Nei lavori più recenti, la dimensione temporale ha assunto un peso ancor più rilevante: la cattura del lampo di un fulmine sulla pellicola 35mm, il vaso che esplode ciclicamente nella mostra di Londra, la scritta “The End” composta a suon di martelli pneumatici sul pavimento della Fondazione Roma ne sono esempi emblematici.

Nonostante l’apparente leggerezza e la dimensione spesso effimera, l’opera di Piero Golia è pervasa da un’idea di monumentalità: gli interventi dell’artista mostrano infatti la tendenza a sottrarsi allo scorrere del tempo per farsi immanenti al tempo stesso. Parallelamente, in molti dei suoi lavori è presente una riflessione sul rapporto opera-pubblico, che si interroga su quanto ciascuno dei due termini sia in grado di determinare la stessa esistenza dell’altro.

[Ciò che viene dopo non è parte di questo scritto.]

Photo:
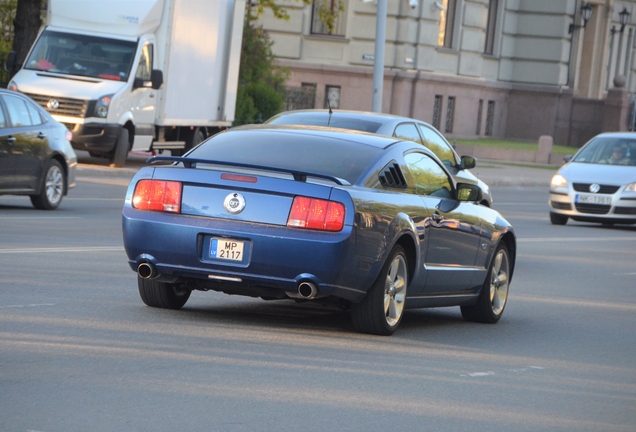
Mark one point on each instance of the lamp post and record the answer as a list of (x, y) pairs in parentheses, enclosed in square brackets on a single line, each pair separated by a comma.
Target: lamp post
[(378, 59)]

Il nostro studio visit in collegamento Napoli-Los Angeles è in realtà un viaggio guidato dalle bozze di un libro d’artista in corso di pubblicazione, nel quale immagini di opere anche lontane nel tempo si susseguono senza rispettare un ordine cronologico. Attraverso lo scorrimento delle pagine è facile percepire – grazie soprattutto alla sua capacità di storytelling – un filo narrativo molto stretto tra le sue opere, arrivando a vedere i progetti degli ultimi quindici anni come tasselli di un complesso, ma organico, quadro generale. Tra le opere più recenti figurano quelle presentate alla mostra inaugurale della Fondazione Berggruen a Venezia, tra cui Untitled (Floor) che vede un pavimentista stazionare inattivo sui materiali da costruzione che serviranno a completare un terrazzo alla veneziana al termine della mostra. É inoltre in programma per l’autunno del 2024 una mostra a Colonia alla galleria JUBG, dove Golia presenterà un’opera di nuova produzione.

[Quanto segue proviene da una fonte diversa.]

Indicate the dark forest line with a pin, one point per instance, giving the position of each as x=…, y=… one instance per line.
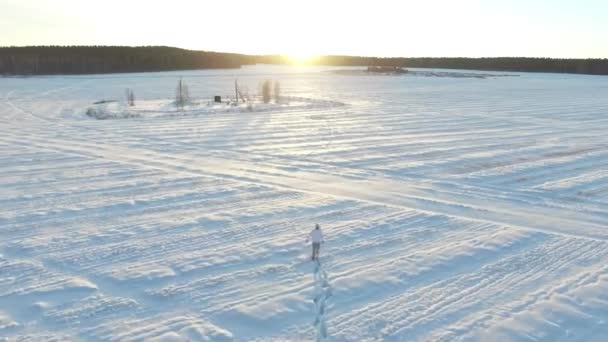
x=53, y=60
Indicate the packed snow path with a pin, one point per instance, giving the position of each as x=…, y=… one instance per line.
x=456, y=209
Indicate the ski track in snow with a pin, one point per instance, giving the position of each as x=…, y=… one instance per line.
x=454, y=210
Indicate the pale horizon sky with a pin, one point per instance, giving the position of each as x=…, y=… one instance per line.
x=414, y=28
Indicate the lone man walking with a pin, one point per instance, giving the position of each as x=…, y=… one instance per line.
x=317, y=239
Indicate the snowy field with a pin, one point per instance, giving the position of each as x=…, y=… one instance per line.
x=454, y=209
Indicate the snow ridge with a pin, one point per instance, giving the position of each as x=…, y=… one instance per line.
x=323, y=292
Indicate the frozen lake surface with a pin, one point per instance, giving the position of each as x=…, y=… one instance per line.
x=454, y=209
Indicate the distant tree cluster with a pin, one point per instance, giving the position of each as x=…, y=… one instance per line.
x=49, y=60
x=517, y=64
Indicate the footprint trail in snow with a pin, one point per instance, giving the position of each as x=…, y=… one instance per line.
x=322, y=293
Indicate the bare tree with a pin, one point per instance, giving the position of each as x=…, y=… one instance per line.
x=266, y=91
x=182, y=95
x=130, y=97
x=277, y=91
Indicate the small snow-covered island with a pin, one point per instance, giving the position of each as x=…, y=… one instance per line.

La componente ironica, con qualche picco sensazionalistico, che attraversa buona parte dei suoi lavori, potrebbe far sì che non lo si prenda troppo sul serio; ma in fin dei conti tutto risulta parte di un piano: utilizzare parodia e paradossi come grimaldelli per aprire casseforti dal contenuto inaspettato (Faccio sul serio è il titolo di un’opera al neon del 2002, con lettere percorse dall’alta tensione).

Proprio per la sua franchezza, l’arte di Piero Golia è in grado di affascinare un pubblico molto eterogeneo e di guidarlo in piccoli esercizi di sovversione della realtà, nascosti dietro un calibratissimo show, che mostra una profonda conoscenza del sistema dell’arte e dei suoi meccanismi.